What spend caps should actually enforce

Spend caps are a small feature with a surprisingly big surface area. The implementation I want:

The pre-request spend-cap check (planned)

Operator sends a request to /api/v1/chat/anthropic/messages with their Bearer token.
Gateway resolves the org from the token and loads the org's spend caps (daily, weekly, monthly, per-provider, per-member).
Gateway estimates the cost of the request before calling the provider — token count of the input, model price, expected output tokens (using a heuristic per model).
Gateway queries the ledger for the current spent-amount in each cap's window.
If current_spent + estimated_cost > cap, the gateway returns 402 Payment Required with which cap was hit.
If all caps pass, the gateway writes the reserve event for estimated_cost and proceeds with the provider call.
After the provider returns, the actual cost is computed from real token usage; the commit event records the true amount, and any over-reservation is released back to available.

The estimation step is approximate. I expect to over-reserve by ~10% on average; the release-back makes the over-reservation invisible to the operator's available balance over time. The benefit is that runaway requests cannot exceed the operator's spend cap by more than the per-request reservation buffer.

I am not building this until I have at least two operators using the system. That is somewhere between four and twelve weeks out. But I am committing to the design now because I do not want to retrofit it after the first reconciliation discrepancy.

Per-org credit pools and partner tiers

Two more dimensions I want to commit to in advance.

First, organizations should have credit pools, not individuals. An operator who is a member of two organizations should see the credit balance of whichever org their current API key was scoped to. This makes credit costs accountable to the right party (the org, not the individual).

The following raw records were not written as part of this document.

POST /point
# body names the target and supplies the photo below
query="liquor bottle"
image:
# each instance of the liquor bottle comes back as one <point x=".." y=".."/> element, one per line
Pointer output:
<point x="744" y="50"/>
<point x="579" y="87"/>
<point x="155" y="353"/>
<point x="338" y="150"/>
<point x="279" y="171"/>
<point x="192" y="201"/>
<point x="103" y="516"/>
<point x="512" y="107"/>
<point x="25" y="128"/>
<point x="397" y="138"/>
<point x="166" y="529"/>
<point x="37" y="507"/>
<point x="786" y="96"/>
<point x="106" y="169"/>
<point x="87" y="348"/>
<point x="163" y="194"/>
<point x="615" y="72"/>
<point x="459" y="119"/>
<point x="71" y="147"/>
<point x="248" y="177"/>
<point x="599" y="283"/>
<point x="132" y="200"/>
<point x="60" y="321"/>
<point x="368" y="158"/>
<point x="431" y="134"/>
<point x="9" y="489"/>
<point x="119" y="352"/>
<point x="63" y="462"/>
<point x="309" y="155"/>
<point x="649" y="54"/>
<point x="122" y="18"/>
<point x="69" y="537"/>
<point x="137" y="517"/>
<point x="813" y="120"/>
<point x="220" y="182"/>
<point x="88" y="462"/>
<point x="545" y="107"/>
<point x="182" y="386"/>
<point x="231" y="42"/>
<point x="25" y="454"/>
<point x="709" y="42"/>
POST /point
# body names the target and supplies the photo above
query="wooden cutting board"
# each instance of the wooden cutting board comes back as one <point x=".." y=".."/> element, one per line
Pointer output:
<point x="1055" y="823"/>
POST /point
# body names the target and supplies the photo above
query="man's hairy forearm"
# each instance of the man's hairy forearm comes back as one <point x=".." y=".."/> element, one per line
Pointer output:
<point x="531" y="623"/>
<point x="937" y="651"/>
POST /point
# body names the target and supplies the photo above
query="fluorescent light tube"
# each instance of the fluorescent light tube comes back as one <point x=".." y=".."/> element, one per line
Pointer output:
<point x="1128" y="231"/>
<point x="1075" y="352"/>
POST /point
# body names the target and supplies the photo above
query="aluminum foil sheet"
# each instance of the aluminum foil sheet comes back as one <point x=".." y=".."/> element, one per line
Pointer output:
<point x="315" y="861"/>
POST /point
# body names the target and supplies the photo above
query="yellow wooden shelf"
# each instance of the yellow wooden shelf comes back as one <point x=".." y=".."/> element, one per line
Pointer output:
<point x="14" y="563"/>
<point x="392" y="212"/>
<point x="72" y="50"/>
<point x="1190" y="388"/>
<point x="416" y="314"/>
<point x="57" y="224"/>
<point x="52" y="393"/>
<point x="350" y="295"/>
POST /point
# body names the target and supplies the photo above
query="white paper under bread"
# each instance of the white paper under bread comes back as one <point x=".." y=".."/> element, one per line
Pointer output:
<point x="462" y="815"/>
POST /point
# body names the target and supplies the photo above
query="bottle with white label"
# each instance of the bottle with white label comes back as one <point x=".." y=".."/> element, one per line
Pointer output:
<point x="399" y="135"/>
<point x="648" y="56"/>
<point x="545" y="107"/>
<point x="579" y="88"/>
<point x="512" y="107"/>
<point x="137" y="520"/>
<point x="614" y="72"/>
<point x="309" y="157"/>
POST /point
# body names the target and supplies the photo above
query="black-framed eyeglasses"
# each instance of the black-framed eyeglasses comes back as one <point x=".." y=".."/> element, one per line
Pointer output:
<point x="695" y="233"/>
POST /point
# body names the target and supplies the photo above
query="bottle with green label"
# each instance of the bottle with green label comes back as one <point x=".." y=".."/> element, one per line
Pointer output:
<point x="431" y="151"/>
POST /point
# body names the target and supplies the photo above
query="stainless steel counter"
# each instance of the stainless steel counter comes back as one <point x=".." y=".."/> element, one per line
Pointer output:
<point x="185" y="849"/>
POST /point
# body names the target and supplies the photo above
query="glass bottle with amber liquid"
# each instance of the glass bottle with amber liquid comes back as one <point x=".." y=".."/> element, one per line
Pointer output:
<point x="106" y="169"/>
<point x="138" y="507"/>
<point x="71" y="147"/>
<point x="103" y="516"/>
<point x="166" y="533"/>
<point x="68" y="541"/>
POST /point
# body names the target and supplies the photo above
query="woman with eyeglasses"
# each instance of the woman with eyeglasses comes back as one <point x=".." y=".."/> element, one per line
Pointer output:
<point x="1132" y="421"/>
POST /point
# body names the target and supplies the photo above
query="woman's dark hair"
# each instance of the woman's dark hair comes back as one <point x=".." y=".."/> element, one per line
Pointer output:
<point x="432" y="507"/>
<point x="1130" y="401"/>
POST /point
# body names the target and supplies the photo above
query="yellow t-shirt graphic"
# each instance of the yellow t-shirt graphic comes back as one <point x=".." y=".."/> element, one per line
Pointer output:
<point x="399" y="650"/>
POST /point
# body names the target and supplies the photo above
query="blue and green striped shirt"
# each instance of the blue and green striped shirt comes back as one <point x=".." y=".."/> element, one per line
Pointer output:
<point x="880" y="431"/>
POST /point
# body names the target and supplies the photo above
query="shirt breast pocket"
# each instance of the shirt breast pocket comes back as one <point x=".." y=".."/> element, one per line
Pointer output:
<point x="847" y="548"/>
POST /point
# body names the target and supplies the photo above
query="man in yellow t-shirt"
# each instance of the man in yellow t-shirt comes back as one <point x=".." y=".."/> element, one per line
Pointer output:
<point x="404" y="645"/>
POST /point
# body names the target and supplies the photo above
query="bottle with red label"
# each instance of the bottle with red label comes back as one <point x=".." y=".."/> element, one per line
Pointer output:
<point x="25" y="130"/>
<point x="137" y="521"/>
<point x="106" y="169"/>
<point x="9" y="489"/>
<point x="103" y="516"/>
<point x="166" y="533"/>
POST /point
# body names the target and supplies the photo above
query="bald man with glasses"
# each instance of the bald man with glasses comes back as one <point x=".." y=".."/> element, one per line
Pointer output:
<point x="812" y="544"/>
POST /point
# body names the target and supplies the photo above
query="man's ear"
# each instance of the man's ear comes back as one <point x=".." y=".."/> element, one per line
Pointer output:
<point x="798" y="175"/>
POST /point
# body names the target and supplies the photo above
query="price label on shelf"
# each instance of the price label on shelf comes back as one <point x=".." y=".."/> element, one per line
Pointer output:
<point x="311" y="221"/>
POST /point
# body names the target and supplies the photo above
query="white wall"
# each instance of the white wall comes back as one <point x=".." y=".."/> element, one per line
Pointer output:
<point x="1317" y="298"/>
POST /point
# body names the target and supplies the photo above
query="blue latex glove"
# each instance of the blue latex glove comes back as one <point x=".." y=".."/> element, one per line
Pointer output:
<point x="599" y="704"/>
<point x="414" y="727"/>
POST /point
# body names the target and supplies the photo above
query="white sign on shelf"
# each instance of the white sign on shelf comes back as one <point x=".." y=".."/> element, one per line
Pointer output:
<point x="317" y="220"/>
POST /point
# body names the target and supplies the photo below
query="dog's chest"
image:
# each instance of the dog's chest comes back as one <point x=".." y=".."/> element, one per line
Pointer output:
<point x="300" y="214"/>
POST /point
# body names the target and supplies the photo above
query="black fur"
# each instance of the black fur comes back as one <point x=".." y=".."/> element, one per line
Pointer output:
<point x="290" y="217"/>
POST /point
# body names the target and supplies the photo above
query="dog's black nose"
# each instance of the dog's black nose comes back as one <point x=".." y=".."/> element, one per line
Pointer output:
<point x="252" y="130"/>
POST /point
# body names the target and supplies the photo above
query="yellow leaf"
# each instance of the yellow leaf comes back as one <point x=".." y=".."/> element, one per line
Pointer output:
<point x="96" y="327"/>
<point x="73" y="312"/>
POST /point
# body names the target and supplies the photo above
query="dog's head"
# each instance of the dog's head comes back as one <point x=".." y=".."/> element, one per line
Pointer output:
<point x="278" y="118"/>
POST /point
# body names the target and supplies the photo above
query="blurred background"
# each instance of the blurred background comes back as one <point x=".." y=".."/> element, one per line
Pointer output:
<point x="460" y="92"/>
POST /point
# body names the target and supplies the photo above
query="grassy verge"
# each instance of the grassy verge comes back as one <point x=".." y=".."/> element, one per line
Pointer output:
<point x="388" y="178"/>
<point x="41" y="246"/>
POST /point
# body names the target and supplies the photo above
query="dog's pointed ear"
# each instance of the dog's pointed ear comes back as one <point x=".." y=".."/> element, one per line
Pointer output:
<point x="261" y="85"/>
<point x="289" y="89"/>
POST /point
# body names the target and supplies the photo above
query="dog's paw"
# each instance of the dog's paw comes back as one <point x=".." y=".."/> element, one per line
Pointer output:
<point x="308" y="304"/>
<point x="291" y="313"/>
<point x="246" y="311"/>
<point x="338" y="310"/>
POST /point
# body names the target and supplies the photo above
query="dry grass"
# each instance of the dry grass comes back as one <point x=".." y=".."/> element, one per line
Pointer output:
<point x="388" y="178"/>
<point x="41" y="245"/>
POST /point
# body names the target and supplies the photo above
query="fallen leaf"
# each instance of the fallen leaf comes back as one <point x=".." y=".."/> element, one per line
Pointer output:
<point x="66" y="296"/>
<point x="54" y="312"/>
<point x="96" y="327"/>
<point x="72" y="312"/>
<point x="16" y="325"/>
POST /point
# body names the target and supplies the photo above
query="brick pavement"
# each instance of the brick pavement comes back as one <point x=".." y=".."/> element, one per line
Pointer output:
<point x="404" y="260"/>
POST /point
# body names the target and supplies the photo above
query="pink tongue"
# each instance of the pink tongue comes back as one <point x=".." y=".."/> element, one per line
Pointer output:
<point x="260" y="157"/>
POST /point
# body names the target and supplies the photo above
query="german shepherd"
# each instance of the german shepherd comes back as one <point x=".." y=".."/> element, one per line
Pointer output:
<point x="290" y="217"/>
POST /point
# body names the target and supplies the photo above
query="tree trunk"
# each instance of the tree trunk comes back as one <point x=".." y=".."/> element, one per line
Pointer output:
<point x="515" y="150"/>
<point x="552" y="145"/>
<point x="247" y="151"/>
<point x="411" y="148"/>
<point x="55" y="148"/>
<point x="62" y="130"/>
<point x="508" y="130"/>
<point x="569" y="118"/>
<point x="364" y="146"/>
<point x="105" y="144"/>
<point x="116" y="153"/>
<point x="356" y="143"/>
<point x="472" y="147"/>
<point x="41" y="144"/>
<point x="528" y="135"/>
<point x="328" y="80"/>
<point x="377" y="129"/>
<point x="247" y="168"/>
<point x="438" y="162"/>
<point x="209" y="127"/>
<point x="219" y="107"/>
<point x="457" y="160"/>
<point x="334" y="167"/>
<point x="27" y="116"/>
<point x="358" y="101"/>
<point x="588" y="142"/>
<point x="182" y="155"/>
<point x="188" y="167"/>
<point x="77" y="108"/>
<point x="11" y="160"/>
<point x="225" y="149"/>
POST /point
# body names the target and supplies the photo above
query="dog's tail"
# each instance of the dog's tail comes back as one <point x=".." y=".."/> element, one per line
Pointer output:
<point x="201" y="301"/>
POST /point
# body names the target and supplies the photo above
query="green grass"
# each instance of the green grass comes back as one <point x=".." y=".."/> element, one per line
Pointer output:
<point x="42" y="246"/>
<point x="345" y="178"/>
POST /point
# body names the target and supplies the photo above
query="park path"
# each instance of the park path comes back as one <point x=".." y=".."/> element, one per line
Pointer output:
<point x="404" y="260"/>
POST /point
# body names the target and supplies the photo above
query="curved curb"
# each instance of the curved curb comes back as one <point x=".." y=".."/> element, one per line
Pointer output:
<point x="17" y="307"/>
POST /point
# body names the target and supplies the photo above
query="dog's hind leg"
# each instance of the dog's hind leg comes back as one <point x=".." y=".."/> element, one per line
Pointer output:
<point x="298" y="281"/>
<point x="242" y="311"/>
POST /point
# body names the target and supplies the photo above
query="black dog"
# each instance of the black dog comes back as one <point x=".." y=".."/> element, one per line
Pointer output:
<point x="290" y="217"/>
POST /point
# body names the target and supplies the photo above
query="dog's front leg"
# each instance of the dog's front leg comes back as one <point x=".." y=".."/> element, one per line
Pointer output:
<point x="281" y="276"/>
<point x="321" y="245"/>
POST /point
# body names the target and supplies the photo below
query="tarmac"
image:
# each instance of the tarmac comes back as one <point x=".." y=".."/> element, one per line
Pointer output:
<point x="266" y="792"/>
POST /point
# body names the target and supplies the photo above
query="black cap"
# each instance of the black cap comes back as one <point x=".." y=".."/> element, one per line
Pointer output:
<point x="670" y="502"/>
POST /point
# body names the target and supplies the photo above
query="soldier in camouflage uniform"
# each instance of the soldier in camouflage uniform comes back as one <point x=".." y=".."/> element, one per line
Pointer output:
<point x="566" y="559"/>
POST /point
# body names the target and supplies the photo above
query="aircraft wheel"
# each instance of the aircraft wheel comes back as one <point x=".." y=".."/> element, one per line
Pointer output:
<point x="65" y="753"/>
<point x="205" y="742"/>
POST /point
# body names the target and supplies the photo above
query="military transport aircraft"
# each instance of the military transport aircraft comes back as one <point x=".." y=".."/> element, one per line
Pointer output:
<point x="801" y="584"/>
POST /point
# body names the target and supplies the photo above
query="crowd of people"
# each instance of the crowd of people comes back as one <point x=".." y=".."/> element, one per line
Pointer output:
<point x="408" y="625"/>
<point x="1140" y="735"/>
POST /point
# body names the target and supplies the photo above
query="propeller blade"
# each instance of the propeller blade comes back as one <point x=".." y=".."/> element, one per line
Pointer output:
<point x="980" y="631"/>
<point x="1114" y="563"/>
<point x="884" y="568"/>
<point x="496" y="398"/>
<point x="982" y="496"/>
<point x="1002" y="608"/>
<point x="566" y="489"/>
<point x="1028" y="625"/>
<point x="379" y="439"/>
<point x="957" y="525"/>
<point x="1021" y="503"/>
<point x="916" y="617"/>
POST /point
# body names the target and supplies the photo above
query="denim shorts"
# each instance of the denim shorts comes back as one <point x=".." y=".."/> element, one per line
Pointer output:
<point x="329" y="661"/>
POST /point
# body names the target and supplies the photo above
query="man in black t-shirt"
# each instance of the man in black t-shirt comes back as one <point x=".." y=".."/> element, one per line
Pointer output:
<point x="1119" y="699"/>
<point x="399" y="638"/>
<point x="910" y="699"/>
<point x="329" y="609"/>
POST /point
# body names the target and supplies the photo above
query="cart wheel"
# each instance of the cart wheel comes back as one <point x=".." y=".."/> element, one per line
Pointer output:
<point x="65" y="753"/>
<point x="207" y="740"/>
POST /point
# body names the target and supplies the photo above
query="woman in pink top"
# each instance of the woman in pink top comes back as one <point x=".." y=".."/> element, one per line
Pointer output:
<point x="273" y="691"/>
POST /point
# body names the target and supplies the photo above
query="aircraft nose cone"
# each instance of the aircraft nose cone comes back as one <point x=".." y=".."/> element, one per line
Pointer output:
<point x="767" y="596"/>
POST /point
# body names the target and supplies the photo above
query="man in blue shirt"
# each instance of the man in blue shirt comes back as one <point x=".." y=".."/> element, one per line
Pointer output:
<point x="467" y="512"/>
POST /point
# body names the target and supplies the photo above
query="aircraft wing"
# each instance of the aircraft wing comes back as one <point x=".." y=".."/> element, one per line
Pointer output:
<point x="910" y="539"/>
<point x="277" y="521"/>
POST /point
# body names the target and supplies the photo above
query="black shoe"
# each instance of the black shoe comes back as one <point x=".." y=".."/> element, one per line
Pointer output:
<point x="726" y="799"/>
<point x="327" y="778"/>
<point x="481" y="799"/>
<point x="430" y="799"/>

Second, partners (eventually — DOS resellers / consultancies) should get markup tiers. A partner adds a percentage to the per-token cost of provider calls made by their downstream clients; the markup should be recorded as a separate line in the ledger so partner attribution and provider cost are independently auditable.

Both of these are months out. I am writing them down now because the schema decisions I am about to make for the events table need to leave room for them. Adding a column to an event-sourced table later is cheap; adding a concept the table cannot represent is expensive.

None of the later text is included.